# What You Need:
→ Vegetables
01 - 1 can (14 oz) artichoke hearts, drained and roughly chopped
02 - 5 oz fresh baby spinach (or 9 oz frozen, thawed and drained)
03 - 2 cloves garlic, minced
→ Dairy
04 - 8 oz cream cheese, softened
05 - 1 cup sour cream
06 - 1/2 cup mayonnaise
07 - 1 cup shredded mozzarella cheese
08 - 1/2 cup grated Parmesan cheese
→ Spices & Seasoning
09 - 1/2 teaspoon salt
10 - 1/4 teaspoon freshly ground black pepper
11 - 1/4 teaspoon crushed red pepper flakes (optional)
# Directions:
01 - Set oven temperature to 375°F.
02 - If using fresh spinach, sauté over medium heat until wilted, about 2 minutes, then drain and chop; for thawed frozen spinach, squeeze out excess liquid.

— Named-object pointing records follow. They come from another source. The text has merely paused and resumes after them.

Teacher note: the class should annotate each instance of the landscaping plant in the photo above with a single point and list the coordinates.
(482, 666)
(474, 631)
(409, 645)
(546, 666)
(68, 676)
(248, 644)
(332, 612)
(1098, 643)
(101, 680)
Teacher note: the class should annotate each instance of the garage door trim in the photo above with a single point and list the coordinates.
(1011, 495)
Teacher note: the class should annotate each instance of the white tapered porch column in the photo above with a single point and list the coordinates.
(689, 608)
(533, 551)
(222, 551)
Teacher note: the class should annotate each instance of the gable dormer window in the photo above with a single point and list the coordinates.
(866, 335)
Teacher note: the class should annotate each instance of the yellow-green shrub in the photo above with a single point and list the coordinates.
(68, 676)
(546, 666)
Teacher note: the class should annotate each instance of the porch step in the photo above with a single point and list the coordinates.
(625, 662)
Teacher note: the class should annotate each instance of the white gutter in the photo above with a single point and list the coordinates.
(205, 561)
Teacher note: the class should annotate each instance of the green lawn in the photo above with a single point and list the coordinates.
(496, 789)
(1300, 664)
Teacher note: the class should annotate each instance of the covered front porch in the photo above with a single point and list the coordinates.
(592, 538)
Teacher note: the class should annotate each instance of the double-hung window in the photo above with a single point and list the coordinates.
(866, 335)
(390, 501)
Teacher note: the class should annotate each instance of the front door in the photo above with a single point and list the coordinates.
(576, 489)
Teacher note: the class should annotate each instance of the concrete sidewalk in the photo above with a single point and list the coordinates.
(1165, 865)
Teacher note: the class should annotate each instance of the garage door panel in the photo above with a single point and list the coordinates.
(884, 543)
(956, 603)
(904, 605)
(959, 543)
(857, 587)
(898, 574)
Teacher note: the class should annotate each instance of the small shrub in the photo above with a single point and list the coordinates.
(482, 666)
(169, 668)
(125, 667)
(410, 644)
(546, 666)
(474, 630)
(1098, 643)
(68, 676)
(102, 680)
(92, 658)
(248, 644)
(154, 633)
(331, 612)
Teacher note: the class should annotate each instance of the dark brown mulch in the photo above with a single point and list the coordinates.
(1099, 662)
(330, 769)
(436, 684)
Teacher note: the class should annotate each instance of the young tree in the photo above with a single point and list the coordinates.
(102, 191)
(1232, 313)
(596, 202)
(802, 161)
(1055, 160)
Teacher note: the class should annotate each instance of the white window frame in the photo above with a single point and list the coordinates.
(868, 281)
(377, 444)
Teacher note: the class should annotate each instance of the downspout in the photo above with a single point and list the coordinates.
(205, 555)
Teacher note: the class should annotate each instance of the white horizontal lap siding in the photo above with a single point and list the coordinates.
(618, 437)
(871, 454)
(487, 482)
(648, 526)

03 - In a large bowl, beat cream cheese, sour cream, and mayonnaise together until smooth.
04 - Incorporate garlic, salt, black pepper, and red pepper flakes if using; stir to combine.
05 - Fold in chopped artichoke hearts, spinach, mozzarella, and half of the Parmesan cheese until evenly mixed.
06 - Transfer mixture to a greased 1-quart baking dish, smooth the surface, and sprinkle remaining Parmesan on top.
07 - Bake for 25 minutes until hot, bubbly, and lightly golden on top.
08 - Allow dip to cool for 5 minutes before serving warm with preferred bread or chips.